TDS Biological Modeler is a visual application to import biological models and schematically specify biological pathways for analyzing experimental data.

TDS Biological Modeler uses the same underlying model-driven informatics platform as TDS Protocol Modeler to enable the direct linkage between experiment data collected in the lab and analysis of data in biological pathway models.

TDS Biological Modeler is designed to allow easy reuse of pathway models and data from many sources, including KEGG, SBML, Affymetrix, and MAGEML.

Figure 3 shows a model of the EGF signaling pathway in TDS Biological Modeler. Rate constants, references, and expression data can all be stored in the same model of the pathway, and easily exported into other analysis packages.

TDS Biological Modeler's chemical network simulation capabilities have also proved useful for modeling and refining experimental assays. By providing detailed kinetic simulations of expected assay behavior, an assay model can validate that an assay is performing as expected, and optimize assay design by simulating the response to different experimental conditions.

To specify a series of chemical reactions in Biological Modeler, a scientist needs only to drag and drop icons onto the canvas to represent the chemical species and reactions of interest, define the connections, and specify the rate constants and mechanism of each reaction.

TDS Biological Modeler can then automatically translate the graphical model into an ODE-based mathematical representation and perform a simulation of the system's kinetics. This feature makes kinetic modeling more accessible to the large fraction of bench scientists lacking a formal training in mathematical modeling.

Additionally, the package provides several advanced model-based analysis capabilities.

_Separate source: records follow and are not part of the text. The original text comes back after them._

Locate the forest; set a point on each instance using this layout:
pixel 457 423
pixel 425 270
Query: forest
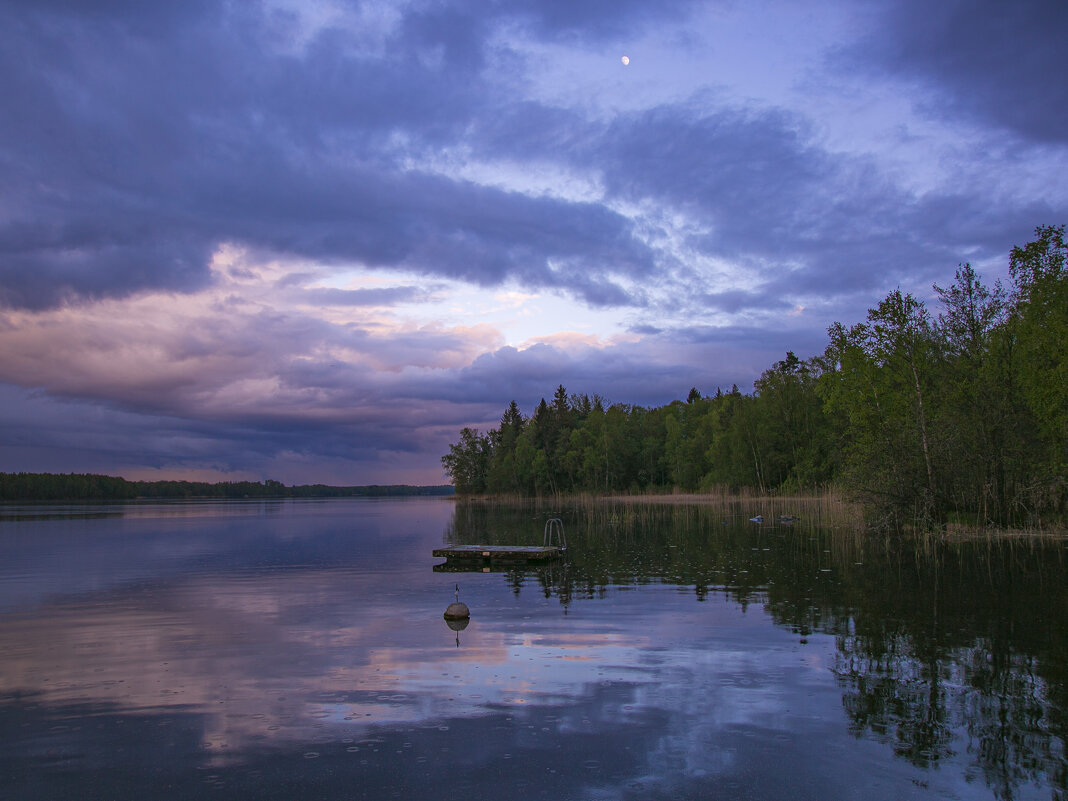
pixel 926 417
pixel 94 487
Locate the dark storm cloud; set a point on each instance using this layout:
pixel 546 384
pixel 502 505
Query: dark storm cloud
pixel 1000 62
pixel 140 147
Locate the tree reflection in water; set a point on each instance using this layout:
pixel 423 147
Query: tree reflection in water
pixel 942 648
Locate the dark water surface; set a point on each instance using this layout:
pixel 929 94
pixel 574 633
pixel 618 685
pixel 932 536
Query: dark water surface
pixel 297 650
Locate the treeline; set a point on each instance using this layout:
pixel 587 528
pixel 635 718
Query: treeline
pixel 90 487
pixel 923 417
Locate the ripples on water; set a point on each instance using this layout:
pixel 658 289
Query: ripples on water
pixel 296 649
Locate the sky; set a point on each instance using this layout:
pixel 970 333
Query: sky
pixel 310 240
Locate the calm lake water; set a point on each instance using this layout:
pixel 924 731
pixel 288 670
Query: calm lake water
pixel 297 650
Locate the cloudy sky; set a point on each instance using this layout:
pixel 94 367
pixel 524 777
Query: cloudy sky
pixel 311 239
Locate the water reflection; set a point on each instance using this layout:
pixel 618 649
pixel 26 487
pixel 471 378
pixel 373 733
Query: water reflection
pixel 678 653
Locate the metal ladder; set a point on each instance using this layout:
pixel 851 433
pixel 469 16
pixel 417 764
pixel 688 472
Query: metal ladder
pixel 554 528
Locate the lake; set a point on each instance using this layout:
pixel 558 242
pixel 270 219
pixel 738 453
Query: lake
pixel 296 649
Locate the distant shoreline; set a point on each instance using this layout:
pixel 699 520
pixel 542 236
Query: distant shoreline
pixel 59 487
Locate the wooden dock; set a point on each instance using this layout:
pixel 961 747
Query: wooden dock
pixel 500 552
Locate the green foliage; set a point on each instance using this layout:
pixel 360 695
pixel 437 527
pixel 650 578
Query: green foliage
pixel 963 415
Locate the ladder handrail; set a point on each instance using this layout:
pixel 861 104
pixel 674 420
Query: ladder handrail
pixel 554 525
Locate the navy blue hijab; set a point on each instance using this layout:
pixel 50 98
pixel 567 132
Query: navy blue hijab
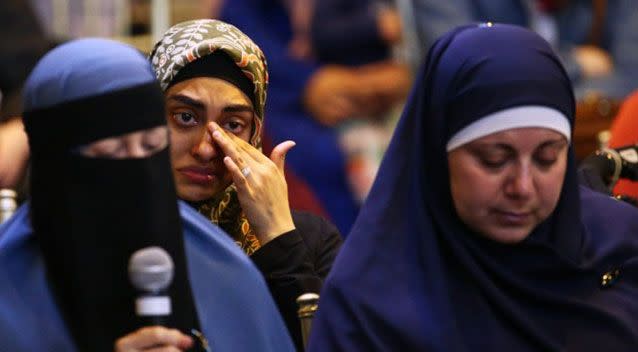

For example, a scientist might explore a model's behavior by scripting a large number of different simulation runs, and then saving the parameters for the most interesting simulations for more detailed study.

Built-in optimization algorithms allow scientists to estimate parameters of assay or biological models using actual experimental data. Finally, the TDS allows computational biologists to add their own analysis algorithms to the TDS Biological Modeler.

Discovery is challenged by constantly changing data requirements and increasing analytics complexity. Teranode Design Suite provides XDA functionality to enable labs to flexibly design and automate experiments. TDS accomplishes this by providing data management and computational analytics in a visual environment without the need for programming.

The benefit is that scientists can use computational biology at the bench to enable higher-value physical experiments that match the pace of research.